One of the examples he gave, it was a great example, it was the 1990's chess match between IBM's Deep Blue and Garry Kasparov and in one of those matches, Deep Blue made this move that Garry Kasparov did not get. He thought about it and he just came to the conclusion that the machine was better than the human in playing chess.
What Nate Silver did is, he went back and he talked to Deep Blue's programmer and what it turns out happened is that this was a timed chess match, and in a timed chess match if you time out before making a move, you automatically lose the game and so Deep Blue was programmed in cases like that to make a legal random move and that's what he did. So Deep Blue made a legal random move and that's what Kasparov saw, it was kind of a bug rather than the machine being smarter than the human. And Jack, I know you saw Nate Silver speak as well, I don't know if you had any take away from his talk.
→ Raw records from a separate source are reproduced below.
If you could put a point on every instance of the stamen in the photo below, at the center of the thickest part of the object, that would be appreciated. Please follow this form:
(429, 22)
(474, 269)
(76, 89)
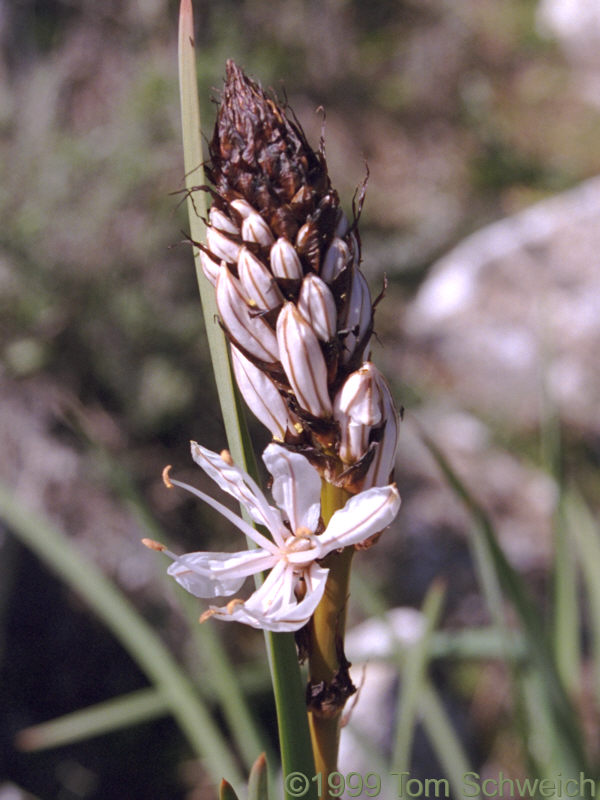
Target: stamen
(152, 545)
(226, 456)
(165, 476)
(302, 533)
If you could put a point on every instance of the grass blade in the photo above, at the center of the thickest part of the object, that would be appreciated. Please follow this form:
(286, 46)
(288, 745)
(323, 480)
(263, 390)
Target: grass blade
(413, 677)
(564, 714)
(120, 712)
(112, 607)
(586, 535)
(294, 736)
(444, 740)
(226, 791)
(257, 783)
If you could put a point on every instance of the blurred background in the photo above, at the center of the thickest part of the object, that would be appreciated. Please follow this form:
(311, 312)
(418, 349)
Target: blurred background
(479, 123)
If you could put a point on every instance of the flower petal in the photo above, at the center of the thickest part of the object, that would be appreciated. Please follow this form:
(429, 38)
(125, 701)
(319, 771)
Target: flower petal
(296, 486)
(218, 574)
(240, 485)
(274, 607)
(363, 515)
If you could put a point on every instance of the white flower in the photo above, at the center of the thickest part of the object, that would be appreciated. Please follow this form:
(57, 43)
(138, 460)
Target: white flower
(296, 581)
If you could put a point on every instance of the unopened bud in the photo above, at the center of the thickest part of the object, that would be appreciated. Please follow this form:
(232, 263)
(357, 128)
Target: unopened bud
(317, 305)
(249, 330)
(261, 395)
(357, 408)
(255, 229)
(243, 207)
(257, 281)
(303, 361)
(363, 403)
(284, 261)
(383, 462)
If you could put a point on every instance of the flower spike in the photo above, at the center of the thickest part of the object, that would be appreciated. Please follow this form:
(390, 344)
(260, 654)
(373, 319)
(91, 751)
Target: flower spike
(296, 581)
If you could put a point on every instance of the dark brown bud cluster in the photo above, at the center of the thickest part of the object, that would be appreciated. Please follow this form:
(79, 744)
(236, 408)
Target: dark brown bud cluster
(284, 260)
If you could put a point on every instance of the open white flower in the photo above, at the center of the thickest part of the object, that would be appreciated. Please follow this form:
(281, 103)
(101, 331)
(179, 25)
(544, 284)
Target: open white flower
(296, 581)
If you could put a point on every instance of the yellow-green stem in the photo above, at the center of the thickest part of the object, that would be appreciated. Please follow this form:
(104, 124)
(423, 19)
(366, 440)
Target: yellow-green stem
(326, 642)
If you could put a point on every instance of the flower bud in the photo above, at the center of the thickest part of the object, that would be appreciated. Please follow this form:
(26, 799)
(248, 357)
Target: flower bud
(358, 317)
(383, 462)
(335, 261)
(317, 306)
(222, 222)
(255, 229)
(261, 395)
(222, 246)
(303, 361)
(285, 262)
(257, 281)
(249, 330)
(358, 407)
(243, 207)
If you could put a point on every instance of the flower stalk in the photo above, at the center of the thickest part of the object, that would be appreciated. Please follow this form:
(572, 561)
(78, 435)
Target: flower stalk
(297, 311)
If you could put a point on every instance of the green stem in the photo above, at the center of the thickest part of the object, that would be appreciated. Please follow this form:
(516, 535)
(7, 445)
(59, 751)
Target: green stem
(326, 651)
(294, 739)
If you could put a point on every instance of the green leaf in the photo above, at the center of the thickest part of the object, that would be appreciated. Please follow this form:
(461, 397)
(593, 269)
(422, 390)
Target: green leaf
(226, 791)
(258, 781)
(294, 736)
(413, 677)
(564, 715)
(120, 712)
(111, 606)
(585, 532)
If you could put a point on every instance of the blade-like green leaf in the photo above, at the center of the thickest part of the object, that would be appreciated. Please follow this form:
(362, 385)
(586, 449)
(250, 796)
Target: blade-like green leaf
(413, 676)
(444, 739)
(258, 781)
(294, 736)
(563, 713)
(121, 712)
(226, 791)
(585, 533)
(114, 609)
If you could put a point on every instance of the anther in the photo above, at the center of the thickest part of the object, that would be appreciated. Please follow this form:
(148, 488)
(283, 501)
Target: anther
(152, 545)
(302, 533)
(226, 456)
(165, 476)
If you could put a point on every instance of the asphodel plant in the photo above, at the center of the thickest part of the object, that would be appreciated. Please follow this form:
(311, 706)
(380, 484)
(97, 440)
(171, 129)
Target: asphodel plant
(284, 260)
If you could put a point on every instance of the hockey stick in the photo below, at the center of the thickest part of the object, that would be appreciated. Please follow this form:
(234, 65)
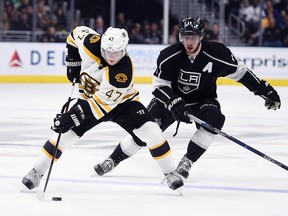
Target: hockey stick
(206, 125)
(41, 194)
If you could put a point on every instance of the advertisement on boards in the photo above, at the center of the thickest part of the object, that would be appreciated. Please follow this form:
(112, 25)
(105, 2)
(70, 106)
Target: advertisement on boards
(48, 59)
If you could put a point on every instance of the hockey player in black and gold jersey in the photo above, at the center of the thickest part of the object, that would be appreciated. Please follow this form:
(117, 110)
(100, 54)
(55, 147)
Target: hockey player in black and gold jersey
(104, 72)
(185, 81)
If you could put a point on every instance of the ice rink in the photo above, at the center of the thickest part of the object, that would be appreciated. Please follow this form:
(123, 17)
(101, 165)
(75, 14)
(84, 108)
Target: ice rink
(228, 180)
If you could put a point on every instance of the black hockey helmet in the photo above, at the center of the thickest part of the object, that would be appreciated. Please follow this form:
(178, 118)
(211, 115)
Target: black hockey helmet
(191, 26)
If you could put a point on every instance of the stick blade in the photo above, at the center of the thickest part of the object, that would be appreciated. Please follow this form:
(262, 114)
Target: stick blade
(40, 195)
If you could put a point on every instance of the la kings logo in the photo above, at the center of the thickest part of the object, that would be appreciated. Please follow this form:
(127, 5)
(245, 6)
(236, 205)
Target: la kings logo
(188, 81)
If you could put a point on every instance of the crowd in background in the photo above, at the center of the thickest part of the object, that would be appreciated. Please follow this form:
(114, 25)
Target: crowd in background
(268, 20)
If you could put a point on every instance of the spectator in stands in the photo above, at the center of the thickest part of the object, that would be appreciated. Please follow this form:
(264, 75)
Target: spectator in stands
(23, 6)
(155, 36)
(61, 19)
(208, 33)
(174, 36)
(272, 11)
(272, 34)
(100, 27)
(146, 30)
(136, 36)
(252, 16)
(121, 21)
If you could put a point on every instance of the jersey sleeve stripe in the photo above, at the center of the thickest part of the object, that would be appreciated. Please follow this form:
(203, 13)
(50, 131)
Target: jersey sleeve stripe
(219, 60)
(96, 109)
(71, 41)
(98, 100)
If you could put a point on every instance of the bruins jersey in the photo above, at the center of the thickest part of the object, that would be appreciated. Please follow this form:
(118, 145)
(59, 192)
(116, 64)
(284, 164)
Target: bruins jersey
(195, 79)
(102, 85)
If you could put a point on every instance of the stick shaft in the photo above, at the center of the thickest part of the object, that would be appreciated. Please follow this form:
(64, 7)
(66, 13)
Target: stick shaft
(58, 139)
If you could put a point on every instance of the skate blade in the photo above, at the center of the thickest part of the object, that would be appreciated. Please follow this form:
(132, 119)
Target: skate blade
(179, 191)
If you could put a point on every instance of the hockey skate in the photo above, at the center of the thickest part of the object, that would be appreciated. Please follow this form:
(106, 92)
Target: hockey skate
(184, 167)
(174, 180)
(32, 179)
(105, 167)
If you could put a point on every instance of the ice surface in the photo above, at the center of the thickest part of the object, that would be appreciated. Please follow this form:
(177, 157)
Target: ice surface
(228, 180)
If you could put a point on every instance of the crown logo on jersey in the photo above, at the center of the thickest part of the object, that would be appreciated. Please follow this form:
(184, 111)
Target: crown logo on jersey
(15, 60)
(94, 38)
(121, 77)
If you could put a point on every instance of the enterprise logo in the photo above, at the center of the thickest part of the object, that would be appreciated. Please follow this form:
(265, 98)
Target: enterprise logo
(15, 60)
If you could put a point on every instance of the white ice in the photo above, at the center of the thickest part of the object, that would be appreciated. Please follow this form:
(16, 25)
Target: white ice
(228, 180)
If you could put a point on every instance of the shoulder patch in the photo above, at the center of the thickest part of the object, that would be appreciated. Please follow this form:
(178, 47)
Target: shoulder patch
(94, 38)
(121, 77)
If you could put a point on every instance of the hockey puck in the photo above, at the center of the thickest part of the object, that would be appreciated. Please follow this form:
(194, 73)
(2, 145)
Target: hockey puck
(57, 198)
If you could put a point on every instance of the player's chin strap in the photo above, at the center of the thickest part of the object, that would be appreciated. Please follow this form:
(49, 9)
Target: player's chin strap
(66, 104)
(177, 127)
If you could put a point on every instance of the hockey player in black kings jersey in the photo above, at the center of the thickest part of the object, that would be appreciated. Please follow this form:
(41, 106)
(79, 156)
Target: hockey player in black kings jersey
(185, 81)
(105, 74)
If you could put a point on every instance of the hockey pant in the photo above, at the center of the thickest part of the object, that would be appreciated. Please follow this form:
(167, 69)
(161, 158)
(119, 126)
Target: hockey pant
(131, 116)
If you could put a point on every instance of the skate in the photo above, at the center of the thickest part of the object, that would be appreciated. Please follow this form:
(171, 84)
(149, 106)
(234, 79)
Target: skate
(184, 167)
(174, 180)
(32, 179)
(105, 167)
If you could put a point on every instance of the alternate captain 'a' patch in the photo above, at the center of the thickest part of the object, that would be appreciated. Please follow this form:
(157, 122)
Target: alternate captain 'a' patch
(121, 77)
(188, 81)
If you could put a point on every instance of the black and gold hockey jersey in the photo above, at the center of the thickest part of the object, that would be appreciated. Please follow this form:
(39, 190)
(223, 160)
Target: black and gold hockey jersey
(102, 85)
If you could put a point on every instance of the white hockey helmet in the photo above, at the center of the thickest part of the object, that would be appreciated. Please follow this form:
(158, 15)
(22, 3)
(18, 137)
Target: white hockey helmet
(114, 40)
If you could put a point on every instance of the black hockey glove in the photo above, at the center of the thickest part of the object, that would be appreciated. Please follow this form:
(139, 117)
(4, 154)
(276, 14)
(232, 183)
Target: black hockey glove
(73, 118)
(178, 108)
(269, 94)
(73, 68)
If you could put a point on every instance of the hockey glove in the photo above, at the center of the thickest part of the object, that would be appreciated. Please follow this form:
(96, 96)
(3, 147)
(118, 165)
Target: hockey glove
(178, 108)
(73, 118)
(73, 68)
(269, 94)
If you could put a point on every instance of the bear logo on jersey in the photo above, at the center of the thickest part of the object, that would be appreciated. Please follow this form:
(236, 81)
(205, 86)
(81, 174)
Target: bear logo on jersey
(121, 77)
(188, 81)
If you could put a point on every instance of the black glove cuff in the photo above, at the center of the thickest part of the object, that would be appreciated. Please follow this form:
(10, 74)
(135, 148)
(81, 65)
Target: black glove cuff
(173, 101)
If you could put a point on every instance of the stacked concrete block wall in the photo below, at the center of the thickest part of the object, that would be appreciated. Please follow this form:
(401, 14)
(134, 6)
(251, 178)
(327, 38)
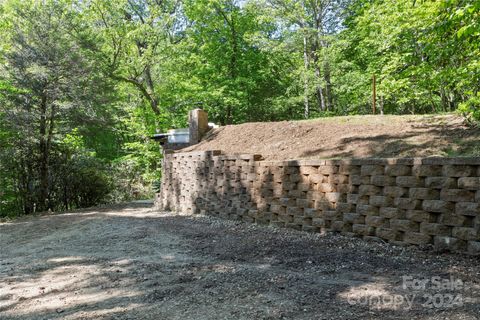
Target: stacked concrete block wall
(431, 201)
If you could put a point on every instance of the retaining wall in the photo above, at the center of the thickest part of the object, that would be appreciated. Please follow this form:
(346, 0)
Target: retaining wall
(430, 201)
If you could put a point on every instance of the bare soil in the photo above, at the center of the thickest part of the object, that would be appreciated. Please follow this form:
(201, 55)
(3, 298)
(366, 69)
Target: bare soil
(351, 137)
(130, 262)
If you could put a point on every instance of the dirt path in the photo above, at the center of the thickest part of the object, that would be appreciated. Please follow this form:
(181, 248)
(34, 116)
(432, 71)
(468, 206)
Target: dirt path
(130, 262)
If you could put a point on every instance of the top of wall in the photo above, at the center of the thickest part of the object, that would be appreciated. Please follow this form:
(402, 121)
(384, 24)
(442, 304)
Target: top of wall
(347, 137)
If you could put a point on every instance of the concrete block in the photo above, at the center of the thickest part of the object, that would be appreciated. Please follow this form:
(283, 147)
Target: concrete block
(380, 201)
(470, 183)
(440, 182)
(363, 230)
(465, 233)
(457, 195)
(427, 170)
(398, 170)
(449, 243)
(417, 238)
(467, 208)
(374, 221)
(424, 194)
(369, 190)
(394, 191)
(409, 181)
(437, 206)
(434, 229)
(404, 225)
(382, 181)
(372, 170)
(418, 215)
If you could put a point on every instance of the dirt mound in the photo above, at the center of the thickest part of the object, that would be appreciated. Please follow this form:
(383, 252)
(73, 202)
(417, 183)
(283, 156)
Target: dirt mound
(347, 137)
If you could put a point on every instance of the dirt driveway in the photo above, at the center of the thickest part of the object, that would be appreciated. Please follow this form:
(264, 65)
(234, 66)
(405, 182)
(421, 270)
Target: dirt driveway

Jack Vaughan: Well I present enjoyed your story and SearchCIO and think you nailed it there and I went to see this fellow had to say about big data and from the point of view of it's terribly hyped I wonder what disappointed him, he did not disappoint me because he addressed that throughout. He said that you need humility and to understand uncertainty when you look at results and that really the human still does play a very important role and some concern with big data, besides being over-hyped could be dangerous if we cede the power to the machines so to speak. He said there is an obsession with big data in his recent book, he said his book was like a turd in the punch bowl, so he was and that was not disappointing to me.
Nicole Laskowski: And that's how he opened with, just quite an opening remark.
Jack Vaughan: And then coming with the...
Scott Peterson: Oh wait hold on, what exactly is the turd in the punchbowl?
Jack Vaughan: That he is raining on the parade that he's saying that you have to think, where you can't think, that this isn't a magic bullet, that you really have to put on your thinking cap, use your noggin, when you look at the data.
Scott Peterson: So even the best, let's say data analytics project, the data, the results, the answers we can get out of it still require certain human interpretation?
Jack Vaughan: Yeah, particularly as the volume becomes larger the chances for making mistakes grow larger, I believe exponentially rather than linearly. He did say much like we were talking about Watson, that you always have to go through trial and error, you should error and realize that you will and one of the, he did have nice things to say about the weather bureau, he said they are getting much better at more localized, more accurate, more on time predictions. But predictions are difficult, we are still humans, and he even said we still have a cave man brain of sorts. By that he meant that theoretically in evolution, the humans that survived were good at hearing animals in the woods and reacting as if they were a danger to them. And again, he said that our ability to see patterns is actually over aggressive at times and that, again, was a caution or a turd.
Nicole Laskowski: And one of the things he talked about was building models that kind of chuck through this data and you have to continuously refine and refine and refine those models and that requires human interaction.
Scott Peterson: That's a good place to pause, we're going to end this part one of this discussion. Part one will reside on SearchCIO and part two coming up will reside on Search Data Management. For Nicole Laskowski and Jack Vaughn, this is Scott Peterson, editorial director of the business applications group at TechTarget, thanks for listening.